Всего лишь минуту назад Дасти и помыслить не мог о том, что могут возникнуть какие угодно обстоятельства, при которых он использует силу против Марти, и теперь, когда он сопротивлялся ее усилию, в его желудке возник противный комок. Просунув колено между дверью и косяком, он попытался протиснуться в ванную.

Вдруг Марти резко отпустила дверь и отступила в угол.

Дверь распахнулась настолько резко, что Дасти вздрогнул и споткнулся о порог.

А Марти отступала все дальше и дальше, пока не уперлась спиной в дверцу душевой кабины.

Придержав автоматическим движением дверь ванной, отскочившую от резинового упора, Дасти не отводил глаз от Марти. Он нашарил выключатель на стене и включил флуоресцентную панель над двойной раковиной умывальника.

Искусственный свет отражался от зеркал, фарфора, белого и зеленого кафеля. От никелированных сантехнических приборов, сияющих, как хирургические инструменты.

Марти стояла, прижавшись спиной к полупрозрачной душевой кабине. Глаза закрыты. Лицо искажено от напряжения. Кулаки прижаты к вискам.

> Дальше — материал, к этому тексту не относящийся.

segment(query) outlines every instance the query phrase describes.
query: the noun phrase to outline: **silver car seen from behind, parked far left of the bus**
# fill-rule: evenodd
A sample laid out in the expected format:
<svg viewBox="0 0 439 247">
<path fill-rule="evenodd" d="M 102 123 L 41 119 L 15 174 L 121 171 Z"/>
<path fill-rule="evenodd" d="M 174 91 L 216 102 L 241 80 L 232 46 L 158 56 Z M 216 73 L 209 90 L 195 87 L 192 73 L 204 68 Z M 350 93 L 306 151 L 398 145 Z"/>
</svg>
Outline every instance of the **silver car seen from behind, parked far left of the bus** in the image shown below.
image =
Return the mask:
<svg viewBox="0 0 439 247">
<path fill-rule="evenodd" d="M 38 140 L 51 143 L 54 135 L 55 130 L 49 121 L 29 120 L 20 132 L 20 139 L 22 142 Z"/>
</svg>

Губы быстро шевелились, но не издавали ни звука, будто она онемела от ужаса.

Дасти подозревал, что она опять молилась. Он сделал три шага и коснулся ее руки.

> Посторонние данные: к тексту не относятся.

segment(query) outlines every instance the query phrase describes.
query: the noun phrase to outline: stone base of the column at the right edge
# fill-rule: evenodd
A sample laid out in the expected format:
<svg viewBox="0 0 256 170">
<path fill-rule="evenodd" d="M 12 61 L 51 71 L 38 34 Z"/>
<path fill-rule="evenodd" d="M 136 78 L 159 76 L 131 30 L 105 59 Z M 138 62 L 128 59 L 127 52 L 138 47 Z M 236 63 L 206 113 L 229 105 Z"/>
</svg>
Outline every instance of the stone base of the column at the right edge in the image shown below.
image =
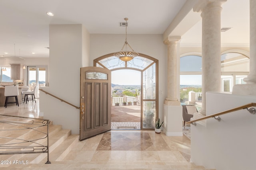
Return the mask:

Ее темно-синие и полные тревоги, как штормовое море, глаза широко распахнулись.

– Уходи!

Потрясенный страстным напряжением, прозвучавшим в ее голосе, он сделал шаг назад.

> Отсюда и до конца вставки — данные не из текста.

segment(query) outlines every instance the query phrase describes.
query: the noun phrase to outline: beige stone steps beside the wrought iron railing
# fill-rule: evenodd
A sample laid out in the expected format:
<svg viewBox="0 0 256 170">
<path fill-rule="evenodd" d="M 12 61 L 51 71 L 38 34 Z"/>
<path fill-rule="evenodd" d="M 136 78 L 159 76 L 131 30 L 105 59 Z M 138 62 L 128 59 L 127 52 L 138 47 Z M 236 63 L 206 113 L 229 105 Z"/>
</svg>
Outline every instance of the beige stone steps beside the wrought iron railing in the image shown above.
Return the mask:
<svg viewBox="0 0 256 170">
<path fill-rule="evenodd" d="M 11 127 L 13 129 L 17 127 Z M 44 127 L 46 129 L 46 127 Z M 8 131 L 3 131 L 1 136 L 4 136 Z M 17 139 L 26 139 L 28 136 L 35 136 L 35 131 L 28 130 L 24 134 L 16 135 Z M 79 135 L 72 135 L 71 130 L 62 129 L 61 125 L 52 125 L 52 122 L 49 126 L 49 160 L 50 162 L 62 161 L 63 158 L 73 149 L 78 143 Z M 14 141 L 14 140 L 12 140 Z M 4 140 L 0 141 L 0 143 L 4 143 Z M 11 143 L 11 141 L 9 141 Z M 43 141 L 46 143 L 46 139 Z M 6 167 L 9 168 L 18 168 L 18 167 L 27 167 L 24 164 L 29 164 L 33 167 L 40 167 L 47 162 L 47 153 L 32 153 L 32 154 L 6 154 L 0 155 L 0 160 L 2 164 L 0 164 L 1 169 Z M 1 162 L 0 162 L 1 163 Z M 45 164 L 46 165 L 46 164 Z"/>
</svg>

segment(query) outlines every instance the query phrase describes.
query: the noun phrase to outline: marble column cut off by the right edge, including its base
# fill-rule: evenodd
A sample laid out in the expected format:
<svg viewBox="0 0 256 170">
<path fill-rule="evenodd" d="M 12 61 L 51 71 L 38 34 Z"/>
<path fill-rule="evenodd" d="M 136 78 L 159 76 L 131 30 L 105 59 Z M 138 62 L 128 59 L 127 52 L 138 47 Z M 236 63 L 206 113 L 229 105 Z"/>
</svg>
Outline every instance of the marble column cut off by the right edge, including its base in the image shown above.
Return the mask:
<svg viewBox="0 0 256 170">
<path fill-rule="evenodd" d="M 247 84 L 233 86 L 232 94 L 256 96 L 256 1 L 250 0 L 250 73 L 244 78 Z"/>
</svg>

Дверца душевой кабины со звонким щелчком раскрылась, и Марти скользнула внутрь.

– Ты даже не знаешь, что я могу сделать. Мой бог, ты даже представить себе не можешь, насколько это будет ужасно и жестоко.

Прежде чем она успела задвинуть дверцу кабинки, Дасти протянул руку и придержал створку.

– Марти, я не боюсь тебя.

– Ты должен бояться, должен.

– Скажи же мне, что произошло! – пораженный, потребовал он.

Прожилки в ее сделавшихся темными голубых глазах походили на трещины в толстом стекле, черные зрачки казались пулевыми пробоинами в мишени.

И вдруг, словно раскололась невидимая преграда, из нее осколками посыпались слова:

– Во мне есть что-то такое, чего ты не знаешь, где-то внутри сидит другая я, полная ненависти, готовая искалечить, зарезать, уничтожить, а может быть, это и не иная, а просто я, и, значит, я не тот человек, которым всегда себя считала, а что-то извращенное, ужасное, ужасное!

Даже в самых кошмарных своих сновидениях, в самые отчаянные моменты своей жизни наяву Дасти никогда не испытывал такого всепоглощающего испуга, и в сложившемся в мозгу представлении о себе как о человеке он никогда не допускал, что страх может настолько сокрушить его, как это было сейчас.